Les forums de haine peuvent-ils disparaître du Web?
RESEAUX SOCIAUX•Le site 8Chan, repaire des suprémacistes blancs américains mis en cause après la fusillade d'El Paso, a vu sa présence en ligne compromise après avoir perdu la protection des réseaux de distribution de contenuH. B. avec AFP
La plateforme de discussions 8Chan, connue pour être un eldorado de la liberté d’expression, est aujourd’hui devenue le lieu de rencontre privilégié des personnes racistes et extrémistes. C’est sur les pages de ce forum de discussion américain qu’ont été publiés des manifestes racistes et anti-immigrés attribués aux auteurs de la tuerie dans une mosquée de Christchurch (Nouvelle-Zélande) en mars, ainsi que de la fusillade dans la synagogue de Poway (Californie) le 27 avril et de celle samedi dans un hypermarché d’El Paso (Texas).
Le site 8Chan, décrié après la fusillade d'El Paso, a vu cette semaine sa présence en ligne compromise après avoir perdu la protection des réseaux de distribution de contenus, de grands acteurs d’Internet indispensables pour toucher une audience mondiale et dont le rôle peut être essentiel pour endiguer les « forums de haine ».
Quel avenir pour 8Chan ?
D’ordinaire, les fournisseurs techniques n’interfèrent pas dans les données qui transitent par leurs réseaux. Mais dimanche, Matthew Prince, patron de l’entreprise Cloudflare qui fournissait entre autres des services de CDN à 8Chan, a qualifié le forum de « cloaque rempli de haine » et rompu leur contrat. 8Chan a ensuite migré vers un autre CDN, BitMitigate -qui s’est lui-même retrouvé mis hors ligne momentanément par son propre fournisseur d’infrastructure informatique, Voxility, sous la pression du public. Depuis, le forum 8Chan n’est plus accessible que par intermittence.

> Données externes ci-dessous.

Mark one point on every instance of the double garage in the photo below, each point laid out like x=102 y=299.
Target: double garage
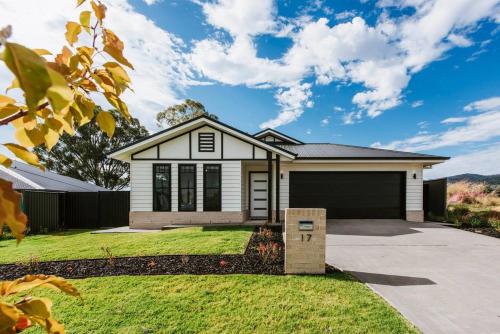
x=350 y=195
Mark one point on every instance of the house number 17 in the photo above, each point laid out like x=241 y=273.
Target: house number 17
x=307 y=238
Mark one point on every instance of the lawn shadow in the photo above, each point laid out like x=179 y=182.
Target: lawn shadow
x=226 y=228
x=392 y=280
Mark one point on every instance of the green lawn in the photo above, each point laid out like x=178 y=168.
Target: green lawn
x=225 y=304
x=78 y=244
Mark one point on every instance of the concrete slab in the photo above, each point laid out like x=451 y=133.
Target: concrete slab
x=123 y=229
x=442 y=279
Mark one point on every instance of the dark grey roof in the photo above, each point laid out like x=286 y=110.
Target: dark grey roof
x=338 y=151
x=17 y=183
x=19 y=172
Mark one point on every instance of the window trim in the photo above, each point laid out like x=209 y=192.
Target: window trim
x=179 y=187
x=207 y=135
x=205 y=187
x=170 y=187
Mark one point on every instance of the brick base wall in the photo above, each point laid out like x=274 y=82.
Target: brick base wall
x=156 y=220
x=415 y=216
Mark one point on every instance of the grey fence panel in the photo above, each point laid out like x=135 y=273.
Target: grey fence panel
x=114 y=207
x=435 y=199
x=52 y=211
x=44 y=211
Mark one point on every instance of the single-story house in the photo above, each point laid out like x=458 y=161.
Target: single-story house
x=27 y=177
x=205 y=171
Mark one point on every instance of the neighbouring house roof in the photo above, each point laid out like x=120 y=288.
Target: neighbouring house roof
x=26 y=177
x=278 y=135
x=151 y=140
x=321 y=151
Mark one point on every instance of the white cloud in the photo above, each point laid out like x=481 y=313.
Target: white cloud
x=351 y=117
x=161 y=70
x=417 y=104
x=151 y=2
x=477 y=128
x=382 y=58
x=292 y=102
x=484 y=105
x=454 y=120
x=486 y=162
x=241 y=17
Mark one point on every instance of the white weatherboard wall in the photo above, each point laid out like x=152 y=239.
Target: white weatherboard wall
x=414 y=187
x=141 y=184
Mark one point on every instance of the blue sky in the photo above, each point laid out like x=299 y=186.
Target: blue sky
x=418 y=75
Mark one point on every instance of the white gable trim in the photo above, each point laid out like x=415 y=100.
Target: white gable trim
x=126 y=152
x=20 y=177
x=276 y=134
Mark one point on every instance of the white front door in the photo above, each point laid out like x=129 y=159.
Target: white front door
x=258 y=195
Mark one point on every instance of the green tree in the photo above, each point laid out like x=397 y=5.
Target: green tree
x=83 y=156
x=182 y=112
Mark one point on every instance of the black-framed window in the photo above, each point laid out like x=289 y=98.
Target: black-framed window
x=162 y=187
x=206 y=142
x=187 y=187
x=212 y=188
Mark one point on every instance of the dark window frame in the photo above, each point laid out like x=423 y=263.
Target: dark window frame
x=179 y=196
x=206 y=142
x=155 y=209
x=205 y=188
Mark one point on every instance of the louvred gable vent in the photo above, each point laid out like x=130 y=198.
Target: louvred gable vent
x=206 y=142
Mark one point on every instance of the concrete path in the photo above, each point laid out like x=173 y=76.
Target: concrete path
x=442 y=279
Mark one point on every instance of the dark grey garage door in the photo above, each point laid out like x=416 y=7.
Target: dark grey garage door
x=350 y=194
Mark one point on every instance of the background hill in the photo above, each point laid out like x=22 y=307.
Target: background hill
x=489 y=179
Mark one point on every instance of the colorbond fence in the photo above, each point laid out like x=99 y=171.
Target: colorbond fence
x=435 y=199
x=50 y=211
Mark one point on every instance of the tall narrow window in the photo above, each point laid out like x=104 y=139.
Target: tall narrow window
x=187 y=187
x=161 y=188
x=211 y=187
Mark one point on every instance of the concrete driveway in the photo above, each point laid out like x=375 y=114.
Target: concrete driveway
x=442 y=279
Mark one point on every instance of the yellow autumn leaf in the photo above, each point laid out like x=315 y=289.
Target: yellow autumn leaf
x=86 y=107
x=85 y=20
x=59 y=94
x=30 y=121
x=4 y=161
x=30 y=70
x=118 y=104
x=99 y=11
x=51 y=133
x=42 y=52
x=73 y=29
x=29 y=138
x=106 y=122
x=10 y=211
x=4 y=100
x=23 y=154
x=8 y=110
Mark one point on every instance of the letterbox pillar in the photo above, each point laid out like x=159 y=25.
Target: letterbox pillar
x=305 y=232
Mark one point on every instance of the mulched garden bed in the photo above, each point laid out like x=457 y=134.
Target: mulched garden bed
x=489 y=231
x=248 y=263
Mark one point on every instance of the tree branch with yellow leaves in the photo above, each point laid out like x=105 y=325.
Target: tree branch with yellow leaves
x=58 y=97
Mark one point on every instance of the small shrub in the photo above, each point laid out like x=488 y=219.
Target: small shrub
x=269 y=252
x=265 y=232
x=108 y=255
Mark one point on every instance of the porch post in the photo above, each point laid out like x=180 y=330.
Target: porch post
x=269 y=187
x=278 y=174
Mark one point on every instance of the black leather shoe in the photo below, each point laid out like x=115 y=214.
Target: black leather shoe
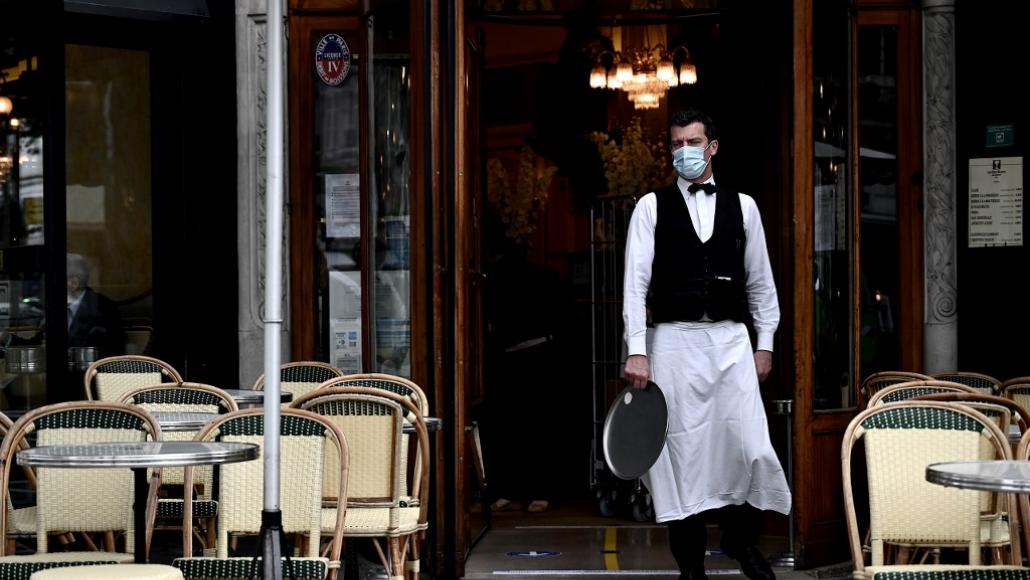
x=753 y=564
x=695 y=574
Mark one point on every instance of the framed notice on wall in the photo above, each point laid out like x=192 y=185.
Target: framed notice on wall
x=996 y=202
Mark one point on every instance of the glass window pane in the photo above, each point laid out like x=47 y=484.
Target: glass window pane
x=23 y=276
x=832 y=202
x=389 y=190
x=337 y=193
x=880 y=235
x=108 y=181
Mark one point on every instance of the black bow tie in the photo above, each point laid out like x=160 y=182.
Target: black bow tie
x=709 y=188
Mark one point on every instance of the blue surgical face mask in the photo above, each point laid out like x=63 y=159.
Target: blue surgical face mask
x=689 y=162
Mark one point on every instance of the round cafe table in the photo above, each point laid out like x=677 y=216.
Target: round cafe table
x=179 y=421
x=138 y=456
x=253 y=397
x=1010 y=476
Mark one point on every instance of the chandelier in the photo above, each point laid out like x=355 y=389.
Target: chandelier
x=646 y=72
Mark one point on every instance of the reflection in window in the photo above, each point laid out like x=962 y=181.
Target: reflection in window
x=878 y=138
x=337 y=189
x=832 y=201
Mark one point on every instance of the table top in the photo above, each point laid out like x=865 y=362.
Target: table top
x=432 y=424
x=181 y=421
x=138 y=454
x=991 y=475
x=250 y=396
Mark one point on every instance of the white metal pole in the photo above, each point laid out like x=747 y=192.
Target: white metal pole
x=273 y=250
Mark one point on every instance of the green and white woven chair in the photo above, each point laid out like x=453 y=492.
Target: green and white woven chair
x=877 y=381
x=304 y=438
x=74 y=500
x=373 y=421
x=301 y=378
x=110 y=378
x=404 y=387
x=905 y=390
x=957 y=573
x=21 y=521
x=184 y=398
x=900 y=440
x=1018 y=389
x=980 y=381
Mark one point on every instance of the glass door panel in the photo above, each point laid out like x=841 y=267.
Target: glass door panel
x=833 y=345
x=108 y=196
x=23 y=261
x=880 y=270
x=389 y=186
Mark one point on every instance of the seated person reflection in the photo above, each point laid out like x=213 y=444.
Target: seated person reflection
x=93 y=318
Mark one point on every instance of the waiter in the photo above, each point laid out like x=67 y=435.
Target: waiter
x=700 y=251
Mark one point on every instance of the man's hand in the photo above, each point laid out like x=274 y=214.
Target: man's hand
x=638 y=371
x=763 y=364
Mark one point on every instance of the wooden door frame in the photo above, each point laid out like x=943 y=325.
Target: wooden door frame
x=302 y=219
x=819 y=532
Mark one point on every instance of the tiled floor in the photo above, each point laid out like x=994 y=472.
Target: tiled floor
x=570 y=541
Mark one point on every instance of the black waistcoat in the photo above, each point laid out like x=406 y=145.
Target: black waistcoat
x=690 y=278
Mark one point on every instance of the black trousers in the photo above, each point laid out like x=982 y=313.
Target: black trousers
x=741 y=524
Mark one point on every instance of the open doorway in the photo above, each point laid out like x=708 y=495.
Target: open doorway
x=546 y=132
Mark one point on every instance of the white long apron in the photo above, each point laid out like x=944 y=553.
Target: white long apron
x=718 y=451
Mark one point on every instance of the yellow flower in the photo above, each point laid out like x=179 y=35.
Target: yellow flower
x=638 y=165
x=519 y=208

« Si CloudFlare a décidé de couper les accès de 8Chan, ils l’ont fait pour l’image de l’entreprise. On est sur le terrain de la pression de l’opinion publique », et non d’un cadre juridique contraignant, observe Tristan Mendès-France, maître de conférences associé à Paris Diderot, spécialisé dans les cultures numériques. De fait, « tous les vecteurs d’information sont aujourd’hui amenés à s’auto-réguler », car « les juridictions nationales sont très vite limitées face aux acteurs internationaux », abonde Christiane Féral-Schuhl, avocate spécialiste du numérique.
La loi française par exemple reconnaît un « principe d’irresponsabilité » des fournisseurs d’accès à Internet, étendu aux hébergeurs à condition qu’ils suppriment les contenus illicites leur étant signalés. Mais des acteurs techniques comme les plates-formes, moteurs de recherche ou distributeurs de contenus brouillent les rôles.
Les forums de haine peuvent-ils subsister sur le web ?
« La vocation d’Internet est d’avoir une continuité d’accès au contenu », explique Gérôme Billois, expert en cybersécurité chez Wavestone. Autrement dit, il sera toujours possible d’héberger du contenu quelque part sur le réseau. Selon lui, les sites proposant des contenus violents ou haineux peuvent passer sur des réseaux alternatifs comme le "darknet" (où le contenu est difficile à localiser et à supprimer) ou chercher un « hébergeur blindé », c’est-à-dire indulgent face aux contenus néfastes et suffisamment robuste face aux attaques.
Ils peuvent aussi recourir à une chaîne de blocs ou « blockchain » (technologie permettant à une communauté d’utilisateurs de tenir en ligne une sorte de grand registre commun) pour rendre les messages postés infalsifiables, ou à des réseaux sociaux décentralisés.
« Oui, ces sites peuvent réapparaître, mais contrairement aux idées reçues, ils ne réapparaîtront pas plus forts ailleurs », tempère Tristan Mendès-France. Selon lui, « ils vont perdre en capacité de nuisance et de viralité ». Or, « leur enjeu est de toucher le plus de monde possible. S’il faut passer par de la technicité pour y accéder, ils vont perdre toute leur visibilité ».